What happened next with Barco, Xenakis said, was “not surprising at all.” His mental health problems turned into criminal behavior.
In April, 2008, Barco was driving past a house party in Colorado Springs, where he had earlier that night been kicked out for firing a bullet into a basement ceiling.
Barco pulled out a handgun and shot into a crowd of teenagers standing on a porch. A bullet struck 19-year-old Ginny Clemens, who was pregnant. It left her with a serious leg injury. Clemens declined to speak with NPR through a relative. Barco has said he has no memory of what happened.
Barco was eventually charged with two counts of attempted first-degree murder and one count of menacing. Fourth Judicial District Judge Larry Schwartz sentenced him to 52 years, calling the crime “stunning in its lack of compassion. It brings considerable dishonor upon the uniform you wore,” according to a story in the Colorado Springs Gazette.
Barco ended up spending 15 years in prison, where he was a model prisoner, teaching English and math. And for good behavior, his sentence was reduced. A parole board released him on his first hearing. He walked out of prison on Jan. 21, 2025, one day after President Trump was inaugurated where he vowed to crack down on crime and illegal immigration.
Barco planned on heading to a family reunion in Florida. Instead he saw agents from Immigration and Customs Enforcement (ICE) waiting for him. He was hustled into a van.
“I was shocked. I told my case manager, ‘This is a joke, right? I’m a retired veteran,'” Barco told the Gazette.
Ryan Krebbs, the former Army medic, and Barco’s wife, Tia, said they hired a private lawyer and paid $400 for a consultation, then found a pro bono lawyer in Colorado to help with his case. But when Barco was transferred to Texas they searched in vain for another pro bono immigration lawyer. The ones they contacted were too busy.
They reached out to the American Civil Liberties Union but were told the ACLU does not take individual immigration cases.
Barco was ordered to be deported to Venezuela by Assistant Chief Immigration Judge Mathew Kaufman in February at Aurora, Colo. Barco said he was not interested in appealing, even though the judge asked, “Are you sure?” Barco later told his brother he was “disillusioned and tired. Send me to a country that will accept me, since my country doesn’t,” according to the Gazette.
“Jose’s spirit’s just broken,” said Krebbs, the medic. “They defeated him for sure.”
Krebbs and the other supporters tell NPR they won’t give up. They hope he can maybe get to Mexico where he can get access to better health care and a better life. They are also hoping that Democratic Colorado Gov. Jared Polis will pardon him, opening Barco up again to possible American citizenship. NPR reached out to Polis’ office, which did not comment before publication.

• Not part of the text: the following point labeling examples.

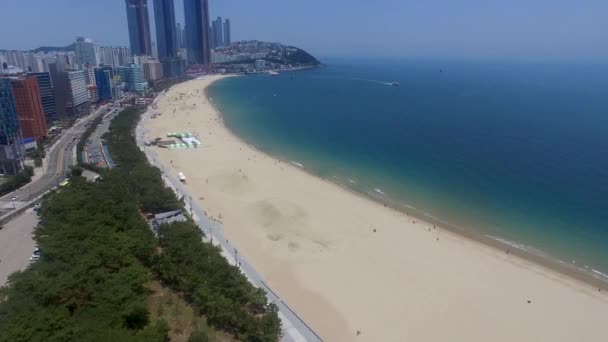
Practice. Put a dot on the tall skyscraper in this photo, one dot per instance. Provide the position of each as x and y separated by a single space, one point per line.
218 32
166 38
178 34
197 31
87 52
46 96
227 38
29 107
139 27
11 146
61 91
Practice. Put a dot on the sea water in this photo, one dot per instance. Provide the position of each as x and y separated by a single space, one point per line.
513 150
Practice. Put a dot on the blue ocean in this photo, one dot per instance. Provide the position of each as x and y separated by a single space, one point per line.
513 150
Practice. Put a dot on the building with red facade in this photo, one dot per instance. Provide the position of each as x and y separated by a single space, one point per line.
29 107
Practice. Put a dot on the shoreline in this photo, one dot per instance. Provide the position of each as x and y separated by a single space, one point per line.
540 258
303 279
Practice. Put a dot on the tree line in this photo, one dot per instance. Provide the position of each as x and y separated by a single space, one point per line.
98 254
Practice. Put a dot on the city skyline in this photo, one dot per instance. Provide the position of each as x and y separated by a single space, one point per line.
472 28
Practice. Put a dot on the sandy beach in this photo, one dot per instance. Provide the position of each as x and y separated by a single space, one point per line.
345 263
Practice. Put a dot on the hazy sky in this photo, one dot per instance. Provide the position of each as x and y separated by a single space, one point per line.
554 29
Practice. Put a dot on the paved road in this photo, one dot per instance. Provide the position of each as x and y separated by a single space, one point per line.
59 157
294 328
95 153
16 244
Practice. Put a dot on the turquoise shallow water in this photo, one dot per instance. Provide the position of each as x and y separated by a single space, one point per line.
512 150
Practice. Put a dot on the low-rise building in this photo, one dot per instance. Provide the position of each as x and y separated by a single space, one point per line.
28 104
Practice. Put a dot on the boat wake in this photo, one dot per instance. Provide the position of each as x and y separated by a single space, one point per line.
374 81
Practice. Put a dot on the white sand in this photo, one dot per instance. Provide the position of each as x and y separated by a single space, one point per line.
313 243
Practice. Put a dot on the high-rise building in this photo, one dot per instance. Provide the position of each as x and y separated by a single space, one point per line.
183 33
139 27
87 52
174 67
28 103
78 103
197 31
124 56
166 38
90 73
178 34
11 146
107 56
61 90
227 38
46 96
93 93
153 70
218 32
132 76
105 85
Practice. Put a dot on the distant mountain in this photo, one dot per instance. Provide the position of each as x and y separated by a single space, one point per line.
279 55
47 49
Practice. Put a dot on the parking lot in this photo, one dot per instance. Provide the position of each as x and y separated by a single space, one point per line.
16 244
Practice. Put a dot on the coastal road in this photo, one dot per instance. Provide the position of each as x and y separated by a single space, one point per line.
16 244
294 328
60 157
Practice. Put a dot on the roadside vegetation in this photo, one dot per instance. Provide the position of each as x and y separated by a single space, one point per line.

“He’s an American and that’s how he sees himself,” Krebbs said. “He’s a disabled combat veteran who saved people that day. In my eyes he’s an American hero.”
Krebbs can understand how some, including Ginny Clemens and her family, could find no sympathy for Barco. “What he did was awful. He knows what he did was wrong. He served his time and should be allowed another chance,” Krebbs said.
Hutchinson, the Army officer, said in his February memo to immigration authorities that Barco’s “peculiar legal residence status puts him at extreme risk of personal harm if he is extradited.”
In an interview with NPR, Hutchinson said, “If you cherry pick the facts of his story we could call him a hero or a villain.”
Still, he called Barco an “upstanding person,” who did his time, adding his story is “a symbol of how the prison system is supposed to work.”
“It boggles the mind. How you can pin a Purple Heart on someone and not give them citizenship,” said Danitza James with the League of United Latin American Citizens. The organization is tracking some 400 veterans who have been deported or are in that process, going back to the early 1990s.
James is a two-tour combat veteran who served as a gunner on convoys in Iraq. She held a green card at the time, and twice had her citizenship ceremony cancelled because the Army ordered her to redeploy. When she left the military she was still not a citizen, James says, and she was later naturalized when she married another soldier.
“ I left the military with an expired green card,” says James.
James says LULAC is urging politicians in Texas and Colorado to intervene and let Barco be moved to a VA hospital for medical evaluation.
Tia Barco, who is American, said ICE agents earlier this week asked her husband about his citizenship application from 2006.
“But he didn’t ask why they were inquiring,” she said.
NPR reached out to ICE for comment, but they didn’t respond.